The German chemicals and petrochemicals industries grew strongly in H110, but BMI’s latest Germany Petrochemicals Report expects that by Q410, year-on-year (y-o-y) growth will be zero owing to high base effects and slowing demand growth.
The recovery in German chemicals and petrochemicals industries is stronger than BMI had envisaged in the previous quarter, with the German chemical industry VCI reporting production growth of 13% y-o-y in H110 with capacity utilisation of 83% in H110, which is approaching the typical 84-86% rate and well above the 77.9% reported at the end of 2009. Nearly all plants were back in operation and BMI believes that the industry as a whole is operating at a comfortable profit margin with producers better able to pass on rising raw material costs to their customers. Sales were buoyant in H110 with the value of the domestic chemicals market up 16%, to EUR77.7bn, and exports up 18% to EUR45.9bn. Domestic sales of German chemical companies improved 13%, to EUR31.8bn, according to VCI. However, a higher base and the impact of fiscal austerity measures in Germany and across the EU will lead to lower rates of growth in H210.
Domestic petrochemicals end markets are showing significant improvements. Notably, the construction industry in Germany, which represents a major European consumer of PVC, has shown excellent recovery from its precipitous decline at the start of 2009. A decrease of 4.5% in y-o-y growth over 2009 now represents an anomaly in otherwise sustained growth rather than a trend towards collapse. Growth is expected in the sector up until the end of the forecast period in 2014. This is driven by high profile projects along with EU regulations that are resulting in increased sales and movement in the power infrastructure sector.

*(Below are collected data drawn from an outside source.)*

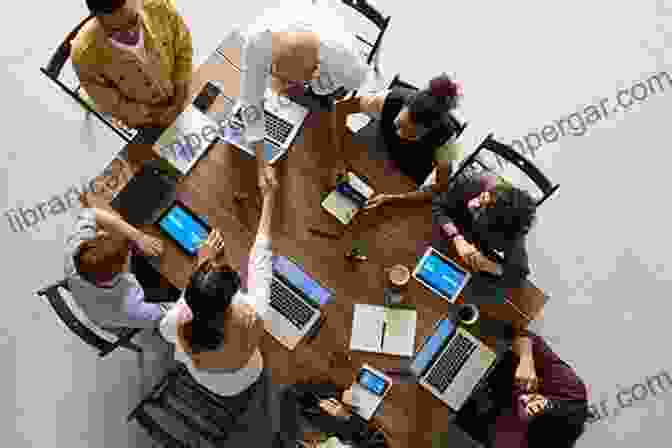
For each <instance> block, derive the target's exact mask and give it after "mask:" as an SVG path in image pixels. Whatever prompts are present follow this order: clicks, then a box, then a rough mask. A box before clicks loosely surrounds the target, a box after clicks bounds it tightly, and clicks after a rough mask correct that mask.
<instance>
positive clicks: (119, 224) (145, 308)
mask: <svg viewBox="0 0 672 448" xmlns="http://www.w3.org/2000/svg"><path fill="white" fill-rule="evenodd" d="M134 247H135V248H136V249H135V250H136V251H140V252H142V253H144V254H145V255H149V256H159V255H161V254H162V252H163V244H162V242H161V240H159V239H157V238H154V237H152V236H150V235H147V234H145V233H143V232H142V231H140V230H138V229H137V228H135V227H133V226H131V225H130V224H128V223H127V222H125V221H124V220H123V219H122V218H121V217H120V216H119V215H118V214H116V213H115V212H112V211H108V210H105V209H101V208H96V207H93V208H84V209H83V210H81V212H79V214H78V215H77V218H76V221H75V225H74V230H73V232H72V233H71V234H70V235H69V236H68V238H67V240H66V261H65V275H66V278H67V281H68V286H69V288H70V290H71V292H72V297H73V300H74V301H75V302H76V304H77V305H78V306H79V307H80V308H81V309H82V311H83V312H84V313H85V315H86V317H88V319H90V320H91V321H92V322H93V323H94V324H96V325H98V326H100V327H101V328H104V329H109V330H110V331H114V329H115V328H119V327H132V328H148V329H156V328H157V327H158V323H159V321H160V319H161V318H162V317H163V316H164V314H165V311H166V309H167V307H166V306H162V305H160V304H157V303H148V302H147V301H146V300H145V291H144V290H143V288H142V286H141V283H140V282H139V281H138V279H137V278H136V276H135V275H134V274H133V273H132V272H130V258H131V252H132V251H133V250H134ZM153 299H159V298H157V297H153Z"/></svg>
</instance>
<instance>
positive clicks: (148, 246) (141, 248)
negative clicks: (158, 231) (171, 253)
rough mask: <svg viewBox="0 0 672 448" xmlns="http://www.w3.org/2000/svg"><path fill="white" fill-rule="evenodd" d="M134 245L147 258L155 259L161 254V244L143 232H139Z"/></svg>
mask: <svg viewBox="0 0 672 448" xmlns="http://www.w3.org/2000/svg"><path fill="white" fill-rule="evenodd" d="M135 243H136V244H137V245H138V248H139V249H140V250H141V251H142V253H143V254H145V255H147V256H150V257H156V256H159V255H161V254H162V253H163V242H162V241H161V240H160V239H158V238H156V237H153V236H150V235H147V234H146V233H144V232H139V234H138V236H137V237H136V238H135Z"/></svg>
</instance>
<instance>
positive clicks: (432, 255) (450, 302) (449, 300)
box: [412, 247, 471, 303]
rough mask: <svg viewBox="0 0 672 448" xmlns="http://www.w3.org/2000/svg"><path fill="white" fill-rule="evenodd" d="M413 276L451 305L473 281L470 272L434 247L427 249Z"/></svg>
mask: <svg viewBox="0 0 672 448" xmlns="http://www.w3.org/2000/svg"><path fill="white" fill-rule="evenodd" d="M412 275H413V278H415V279H416V280H417V281H419V282H420V283H422V284H423V285H424V286H426V287H427V288H429V289H430V290H431V291H433V292H434V293H436V294H438V295H440V296H441V297H443V298H444V299H446V300H447V301H449V302H450V303H454V302H455V300H457V297H458V296H459V294H460V292H462V290H463V289H464V287H465V286H466V285H467V283H468V282H469V280H470V279H471V273H470V272H468V271H466V270H464V269H463V268H462V267H460V266H459V265H458V264H457V263H455V262H454V261H453V260H451V259H450V258H448V257H446V256H445V255H443V254H442V253H441V252H439V251H438V250H436V249H434V248H433V247H428V248H427V250H426V251H425V254H424V255H423V256H422V258H421V259H420V261H419V262H418V265H417V266H416V267H415V269H414V270H413V274H412Z"/></svg>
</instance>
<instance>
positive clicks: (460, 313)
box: [457, 303, 478, 325]
mask: <svg viewBox="0 0 672 448" xmlns="http://www.w3.org/2000/svg"><path fill="white" fill-rule="evenodd" d="M457 318H458V319H459V320H460V322H461V323H462V324H464V325H471V324H473V323H474V322H476V321H477V320H478V308H477V307H476V305H474V304H472V303H465V304H463V305H460V308H459V309H458V311H457Z"/></svg>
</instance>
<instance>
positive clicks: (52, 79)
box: [40, 15, 137, 143]
mask: <svg viewBox="0 0 672 448" xmlns="http://www.w3.org/2000/svg"><path fill="white" fill-rule="evenodd" d="M94 17H95V16H93V15H90V16H88V17H85V18H84V19H82V21H81V22H79V24H78V25H77V26H76V27H75V28H74V29H73V30H72V31H70V33H68V35H67V36H66V38H65V39H64V40H63V42H62V43H61V44H60V45H59V46H58V48H57V49H56V51H55V52H54V54H53V55H52V56H51V58H50V59H49V62H48V63H47V66H46V67H40V71H41V72H42V73H43V74H44V75H45V76H46V77H47V78H49V79H50V80H51V81H53V82H54V83H56V84H57V85H58V86H59V87H60V88H61V89H63V91H64V92H65V93H66V94H67V95H68V96H70V97H71V98H72V99H74V100H75V101H77V102H78V103H79V104H80V105H81V106H82V107H83V108H84V109H86V110H87V111H88V112H90V113H92V114H93V115H95V116H96V118H98V119H99V120H100V121H101V122H103V123H104V124H105V125H106V126H107V127H109V128H110V129H112V130H113V131H114V132H115V133H116V134H117V135H119V136H120V137H121V138H122V139H123V140H124V141H125V142H126V143H130V142H131V141H132V140H133V137H135V135H136V134H137V131H136V130H134V129H130V128H127V127H126V126H124V125H123V124H120V123H117V121H116V120H114V119H112V118H110V117H108V116H105V115H103V114H101V113H100V112H99V111H97V110H96V109H95V107H93V106H92V104H90V101H87V100H86V99H84V98H83V97H82V96H81V95H80V93H79V92H80V85H79V79H78V78H77V76H76V74H75V72H74V70H70V71H69V73H68V78H69V79H68V80H66V82H63V80H62V78H63V77H64V76H62V72H63V69H64V67H65V65H66V63H67V62H68V59H70V54H71V52H72V41H73V40H74V39H75V37H77V33H79V31H80V30H81V29H82V27H83V26H84V25H86V23H88V22H89V21H90V20H91V19H93V18H94ZM68 84H76V86H69V85H68Z"/></svg>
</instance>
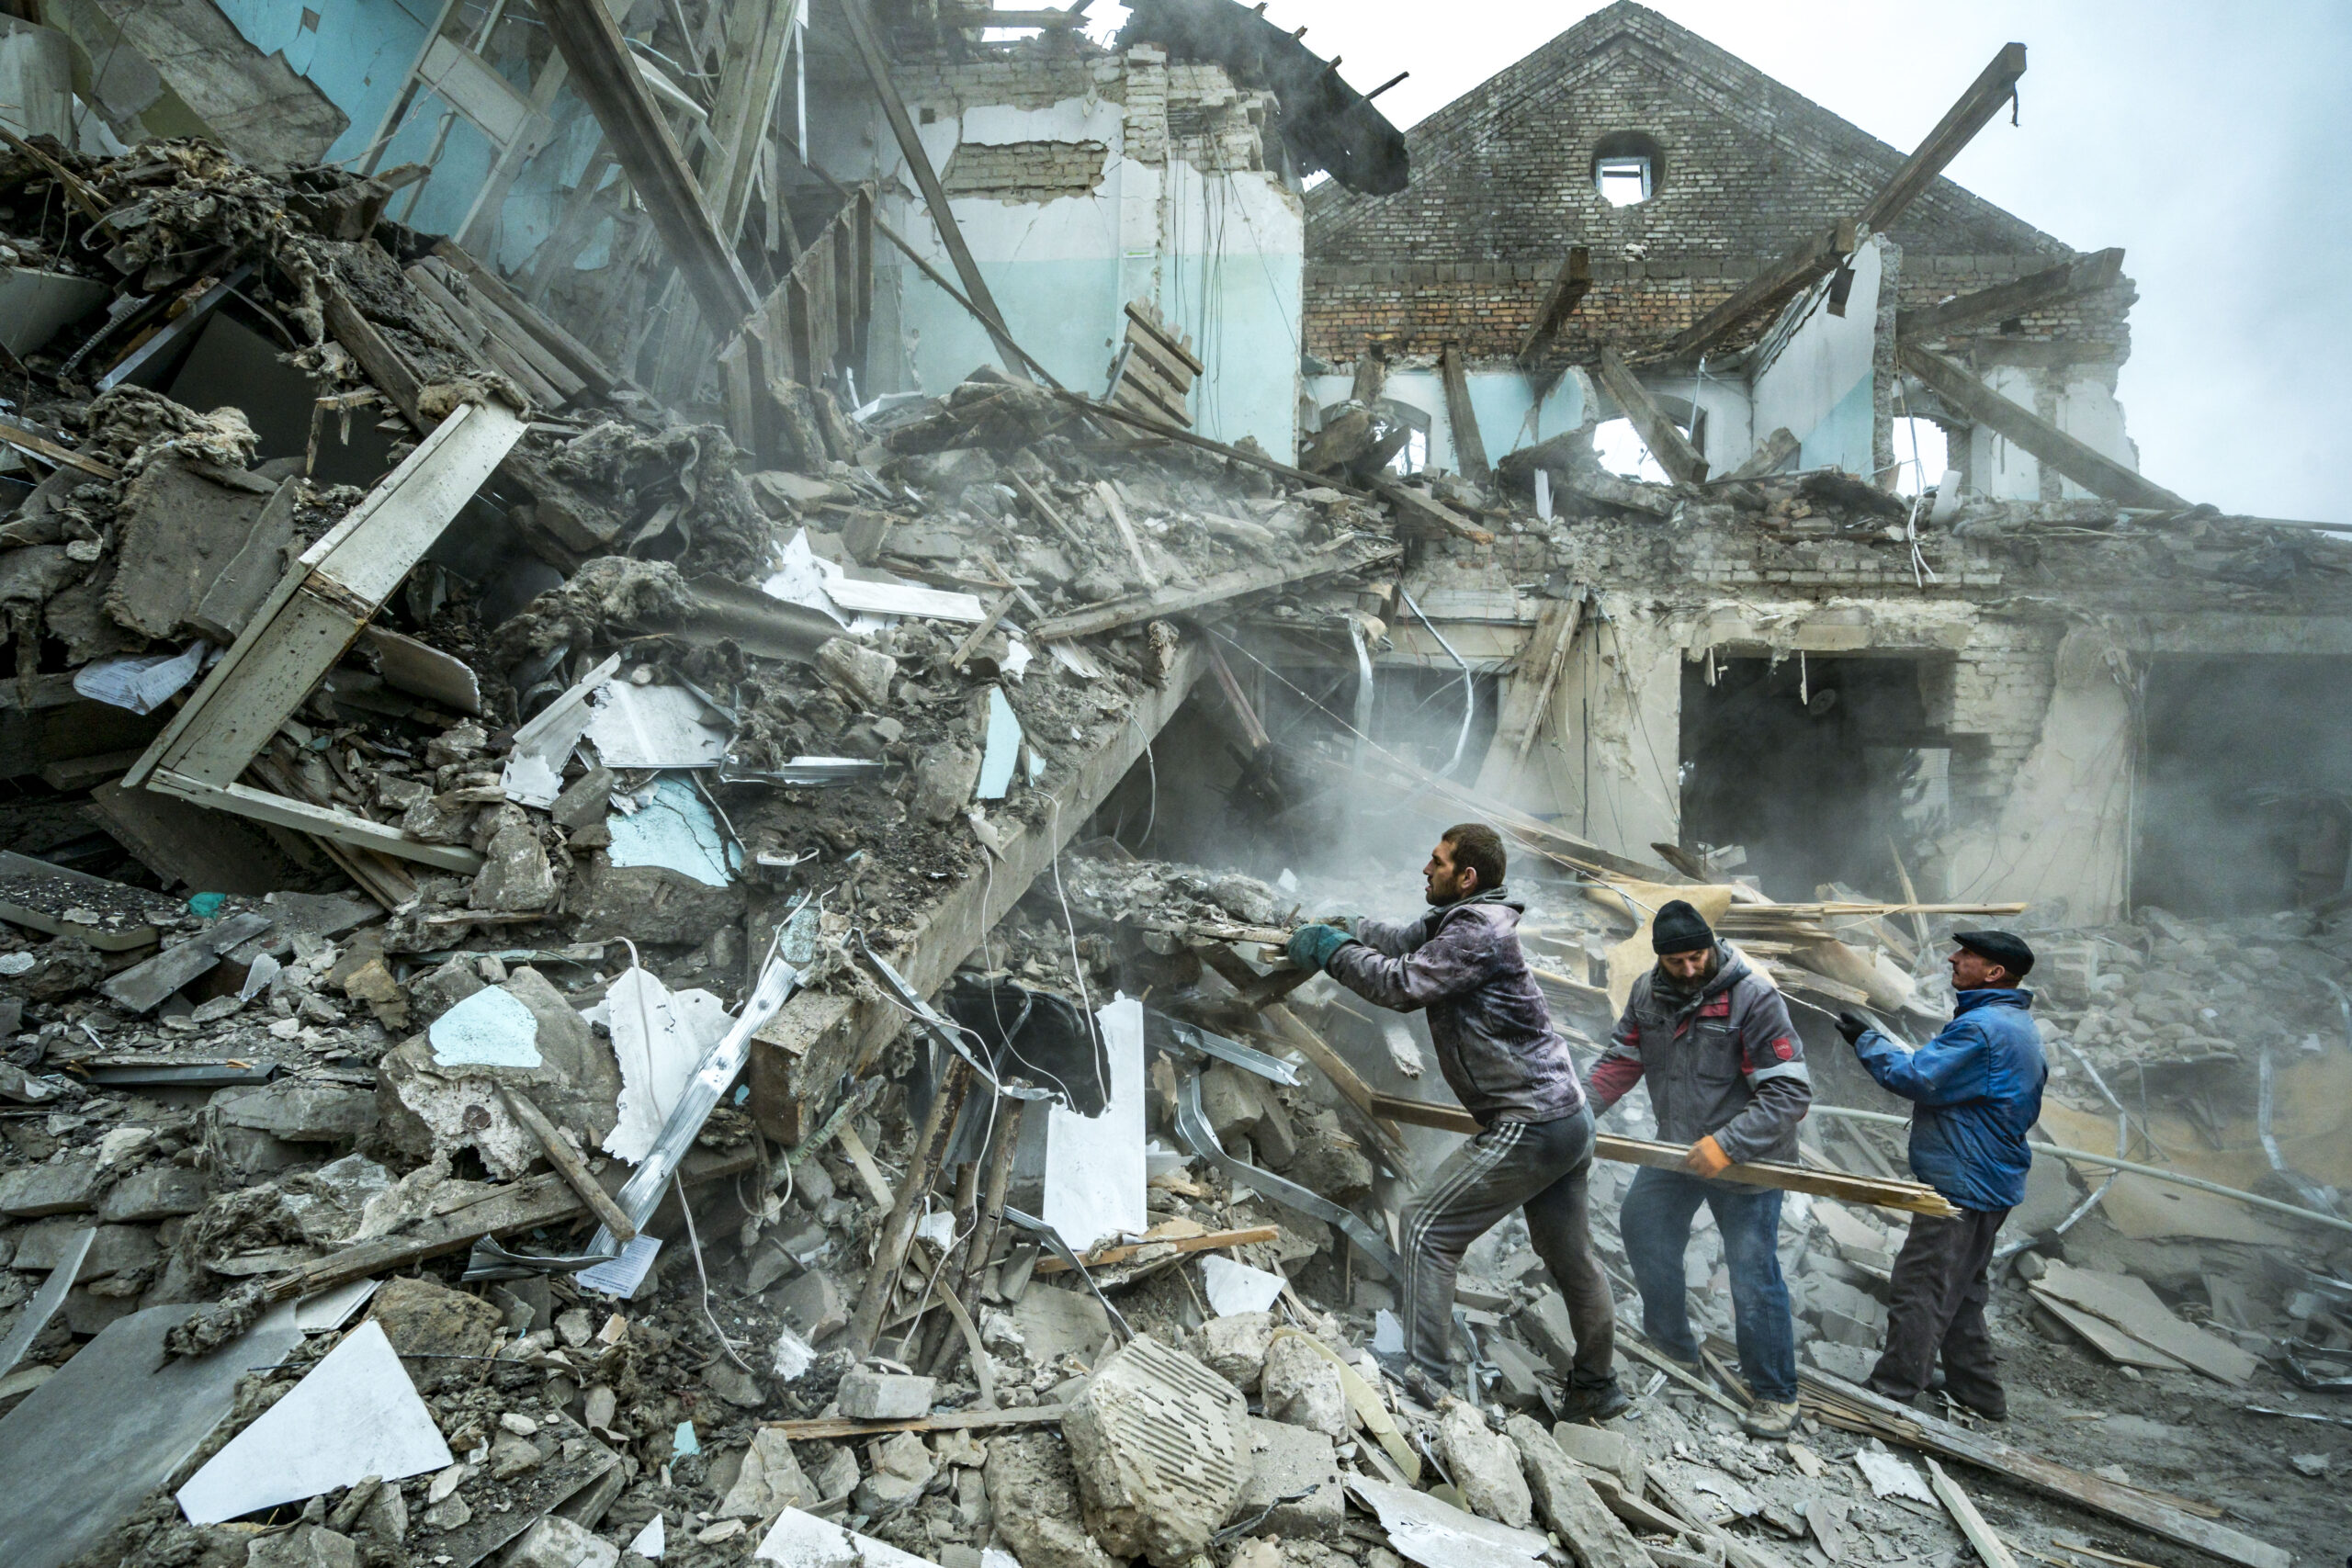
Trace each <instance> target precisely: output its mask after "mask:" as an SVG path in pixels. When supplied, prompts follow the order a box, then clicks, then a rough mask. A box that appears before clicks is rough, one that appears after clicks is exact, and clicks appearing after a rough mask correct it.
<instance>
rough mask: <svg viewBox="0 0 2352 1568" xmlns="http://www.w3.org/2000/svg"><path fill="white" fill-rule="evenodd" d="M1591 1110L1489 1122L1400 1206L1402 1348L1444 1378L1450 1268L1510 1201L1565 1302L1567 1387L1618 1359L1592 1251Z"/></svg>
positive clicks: (1453, 1327) (1399, 1312)
mask: <svg viewBox="0 0 2352 1568" xmlns="http://www.w3.org/2000/svg"><path fill="white" fill-rule="evenodd" d="M1590 1173H1592V1112H1590V1110H1578V1112H1576V1114H1573V1117H1562V1119H1557V1121H1496V1124H1494V1126H1489V1128H1486V1131H1484V1133H1479V1135H1477V1138H1472V1140H1470V1143H1465V1145H1463V1147H1458V1150H1454V1154H1449V1157H1446V1161H1444V1164H1442V1166H1437V1173H1435V1175H1432V1178H1430V1182H1428V1185H1425V1187H1423V1190H1421V1192H1416V1194H1414V1201H1411V1206H1409V1208H1406V1211H1404V1281H1402V1286H1404V1295H1402V1300H1399V1305H1397V1316H1402V1319H1404V1349H1406V1352H1409V1354H1411V1356H1414V1361H1418V1363H1421V1368H1423V1371H1428V1373H1430V1375H1432V1378H1437V1380H1439V1382H1444V1378H1446V1342H1449V1338H1451V1333H1454V1274H1456V1269H1461V1262H1463V1253H1465V1251H1470V1244H1472V1241H1477V1239H1479V1237H1484V1234H1486V1232H1489V1229H1494V1227H1496V1225H1498V1222H1501V1220H1503V1215H1508V1213H1510V1211H1512V1208H1524V1211H1526V1237H1529V1241H1534V1246H1536V1255H1538V1258H1543V1267H1548V1269H1550V1272H1552V1284H1557V1286H1559V1293H1562V1295H1564V1298H1566V1302H1569V1326H1571V1328H1573V1331H1576V1371H1573V1375H1571V1378H1569V1385H1571V1387H1606V1385H1609V1380H1611V1378H1613V1371H1611V1368H1613V1363H1616V1302H1611V1298H1609V1276H1606V1274H1602V1265H1599V1260H1597V1258H1595V1255H1592V1208H1590V1190H1588V1185H1585V1178H1588V1175H1590Z"/></svg>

Meanwhile, the vehicle scrappage scheme in Germany in 2009 had benefitted both domestic and foreign carmakers, with their respectively sales increasing 16% y-o-y and 40% y-o-y. Despite the growth seen in H110, BMI believes that weak consumer demand in the EU will be the main deterrent for the recovery of Germany's auto exports (and hence production) in 2010 and for the rest of the forecast period. Moreover, given that the delivery of vehicles under the scrappage schemes in Western European markets would have ended by the end of H110, we are concerned that this export growth may not be sustained, thereby putting pressure on domestic demand for engineering plastics, particularly PP.
Although we have raised our chemicals output growth forecast from 4.5% to 7.0% and sales growth from 5.0% to 7.0%, we believe that growth will diminish to zero by Q410, with buyers keeping inventories low due to risk aversion. The 2010 GDP growth forecast of 2.0% will almost entirely be driven by external consumption, inventory re-stocking and statistical base effects. We expect German growth to dip back to 1.5% in 2011, before recovering to a trend average of 1.6%. The chemicals industry will follow the broad economic trend.
Germany scores 81.9 points and is placed first in BMI’s Western European Petrochemicals Rankings, 8.2 points ahead of France. BMI believes that Germany’s score is unlikely to change, with no capacity additions planned over the next five years. However, with little new capacity coming onstream elsewhere in Western Europe over the period, it should retain its lead in the region.